1. `core` and its APIs should be thought of essentially as a separate, 3rd party project/library from the rest of SimpleMind.

That final point is very important. We don't want to be obtuse or difficult, but rather it is to ensure that we all have a highly stable base to build from, and shared language used to communicate between agents. That, by design, should only seldomly change, and when it is changed, it should not be without extensive discussion, forethought, intention, and backward-compatibility prioritization.

It also adds an interesting "pressure" the to overall SM project where the core devs (John and Josh) will work to optimize the communication layer, while other teams and projects work to optimize the learning and knowledge layers.
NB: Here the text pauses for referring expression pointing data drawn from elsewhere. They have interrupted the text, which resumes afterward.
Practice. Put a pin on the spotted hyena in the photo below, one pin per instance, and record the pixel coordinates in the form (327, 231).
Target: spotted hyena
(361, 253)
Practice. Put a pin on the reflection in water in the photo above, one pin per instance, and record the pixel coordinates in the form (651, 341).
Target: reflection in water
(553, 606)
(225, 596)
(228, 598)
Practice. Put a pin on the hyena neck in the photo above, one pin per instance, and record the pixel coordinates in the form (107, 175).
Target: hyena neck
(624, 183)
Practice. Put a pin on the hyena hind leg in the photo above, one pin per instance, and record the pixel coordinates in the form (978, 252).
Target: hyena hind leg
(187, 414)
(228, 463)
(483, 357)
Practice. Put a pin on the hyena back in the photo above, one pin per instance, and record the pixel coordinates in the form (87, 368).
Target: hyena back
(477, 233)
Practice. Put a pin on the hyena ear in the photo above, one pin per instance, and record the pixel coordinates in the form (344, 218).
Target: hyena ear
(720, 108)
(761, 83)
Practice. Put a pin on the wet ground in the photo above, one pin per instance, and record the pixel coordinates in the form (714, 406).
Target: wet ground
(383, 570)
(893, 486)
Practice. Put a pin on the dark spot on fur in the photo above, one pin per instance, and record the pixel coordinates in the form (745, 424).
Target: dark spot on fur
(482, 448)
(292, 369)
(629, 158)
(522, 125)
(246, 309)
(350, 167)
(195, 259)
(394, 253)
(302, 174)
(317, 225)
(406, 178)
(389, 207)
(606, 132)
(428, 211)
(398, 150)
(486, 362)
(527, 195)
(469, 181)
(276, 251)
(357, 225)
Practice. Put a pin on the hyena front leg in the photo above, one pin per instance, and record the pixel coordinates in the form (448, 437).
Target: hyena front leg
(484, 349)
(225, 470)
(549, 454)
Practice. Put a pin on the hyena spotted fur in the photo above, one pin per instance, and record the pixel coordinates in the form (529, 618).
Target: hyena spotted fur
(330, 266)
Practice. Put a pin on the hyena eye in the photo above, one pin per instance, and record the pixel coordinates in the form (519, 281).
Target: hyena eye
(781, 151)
I suspect those competing yet mutually beneficial goals will also allow for a cleaner, better, more performant implementation of each in the long run, however, that may mean you don't always get exactly what you want as fast as you want it (or at all).

We want to be responsive to the needs of the users though, but just know that requesting or proposing changes to the core should be a last-ditch option. You should always try to solve your problems in the agent layer _first_, and you may need to get creative.

**Early CVIB users:** While all of the above is true and holds, we're still in the early days of this and we recognize that there will be bugs or choices that we've made early on that need to be revised. As we're all getting up and running, please don't let the above statements discourage you from asking us questions or proposing alternatives to the initial implementations. It's probably going to take a few versions before we get this nailed down!